Diffulex can run as an HTTP service and can be paired with the local demo visualization for interactive validation. This workflow is useful when you want to test request handling, server lifecycle, or a chat-style frontend without writing a custom client.

Start the Server

Start with conservative engine limits:

python -m diffulex.server \
  --model /path/to/LLaDA2.0-mini \
  --model-name llada2_mini \
  --decoding-strategy multi_bd \
  --sampling-mode naive \
  --tensor-parallel-size 1 \
  --data-parallel-size 1 \
  --max-model-len 4096 \
  --max-num-batched-tokens 4096 \
  --max-num-reqs 1 \
  --block-size 32 \
  --buffer-size 1 \
  --page-size 32 \
  --host 0.0.0.0 \
  --port 8000

The launch command starts a backend worker and an HTTP frontend. The backend owns the Diffulex engine. The frontend communicates with it over ZMQ addresses that are generated automatically unless provided with explicit flags.

Choose Runtime Settings

During debugging, prefer predictable behavior:

Flag

Suggested setting

Why

--enforce-eager

Add it while validating a new model or strategy.

Disables CUDA Graph capture so failures are easier to localize.

--max-num-reqs

Start with a small value.

Keeps request state and memory pressure low during startup checks.

--tensor-parallel-size, --data-parallel-size

Start with 1 for both.

Separates serving and model compatibility issues from distributed topology issues.

--device-ids

Set it when only selected GPUs should be visible to the server.

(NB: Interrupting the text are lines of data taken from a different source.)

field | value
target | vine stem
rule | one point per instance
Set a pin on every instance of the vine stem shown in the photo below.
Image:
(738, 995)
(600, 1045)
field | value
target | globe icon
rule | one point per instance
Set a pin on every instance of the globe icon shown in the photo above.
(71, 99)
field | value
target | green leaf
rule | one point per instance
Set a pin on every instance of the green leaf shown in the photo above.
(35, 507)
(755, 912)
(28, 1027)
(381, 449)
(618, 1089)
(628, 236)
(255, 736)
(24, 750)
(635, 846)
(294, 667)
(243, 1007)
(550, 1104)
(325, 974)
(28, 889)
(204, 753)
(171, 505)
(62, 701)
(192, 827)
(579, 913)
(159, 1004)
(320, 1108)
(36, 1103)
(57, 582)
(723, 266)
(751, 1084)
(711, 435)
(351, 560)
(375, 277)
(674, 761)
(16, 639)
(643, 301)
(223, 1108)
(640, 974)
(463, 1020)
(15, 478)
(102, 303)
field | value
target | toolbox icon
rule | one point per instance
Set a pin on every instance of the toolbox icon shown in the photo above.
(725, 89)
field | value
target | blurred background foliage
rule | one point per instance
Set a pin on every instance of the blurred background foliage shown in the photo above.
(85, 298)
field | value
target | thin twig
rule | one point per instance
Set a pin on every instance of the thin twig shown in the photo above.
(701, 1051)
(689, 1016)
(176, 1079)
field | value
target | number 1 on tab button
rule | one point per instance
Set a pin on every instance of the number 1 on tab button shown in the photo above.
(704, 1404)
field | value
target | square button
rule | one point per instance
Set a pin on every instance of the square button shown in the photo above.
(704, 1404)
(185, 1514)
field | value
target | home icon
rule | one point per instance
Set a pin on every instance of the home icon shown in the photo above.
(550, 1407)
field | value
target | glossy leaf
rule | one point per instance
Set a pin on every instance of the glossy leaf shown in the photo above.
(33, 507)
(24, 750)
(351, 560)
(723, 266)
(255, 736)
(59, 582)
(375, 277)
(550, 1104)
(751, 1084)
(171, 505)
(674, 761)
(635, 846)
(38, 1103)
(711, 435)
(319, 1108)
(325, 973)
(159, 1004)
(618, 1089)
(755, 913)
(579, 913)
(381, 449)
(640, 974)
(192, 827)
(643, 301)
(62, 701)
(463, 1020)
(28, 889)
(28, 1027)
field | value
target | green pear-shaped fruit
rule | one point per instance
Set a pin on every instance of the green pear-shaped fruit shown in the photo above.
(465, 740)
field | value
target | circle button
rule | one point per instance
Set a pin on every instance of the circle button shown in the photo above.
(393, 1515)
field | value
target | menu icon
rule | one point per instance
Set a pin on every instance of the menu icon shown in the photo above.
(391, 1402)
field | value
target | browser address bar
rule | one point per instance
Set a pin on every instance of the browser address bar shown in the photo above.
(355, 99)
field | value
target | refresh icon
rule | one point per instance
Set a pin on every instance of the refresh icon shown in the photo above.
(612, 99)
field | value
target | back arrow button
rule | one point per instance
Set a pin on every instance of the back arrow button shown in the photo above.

Makes device selection explicit for local validation.

For throughput checks, remove --enforce-eager and increase request and token limits gradually.

Start the Demo Visualization

After the server reports that it is ready, start the sample visualization demo:

streamlit run examples/streamlit_block_append_chat.py -- --base-url http://localhost:8000

The demo talks to the server API. It is intended for local validation and video capture, not as a production UI.

Basic Health Checks

If the client cannot connect:

  1. Confirm the server process is still running.

  2. Confirm the client --base-url matches the server host and port.

  3. Check the server log for backend startup failures.

  4. Reduce model and batch limits if the backend exits during load.

If generation starts but stalls, check GPU memory, request limits, and decoding strategy settings before changing the frontend.

When to Use This Workflow

Use HTTP serving for integration tests, demos, and interactive validation. Use offline Diffulex.generate when you only need local batched inference. Use diffulex_bench when you need dataset metrics and reproducible evaluation artifacts.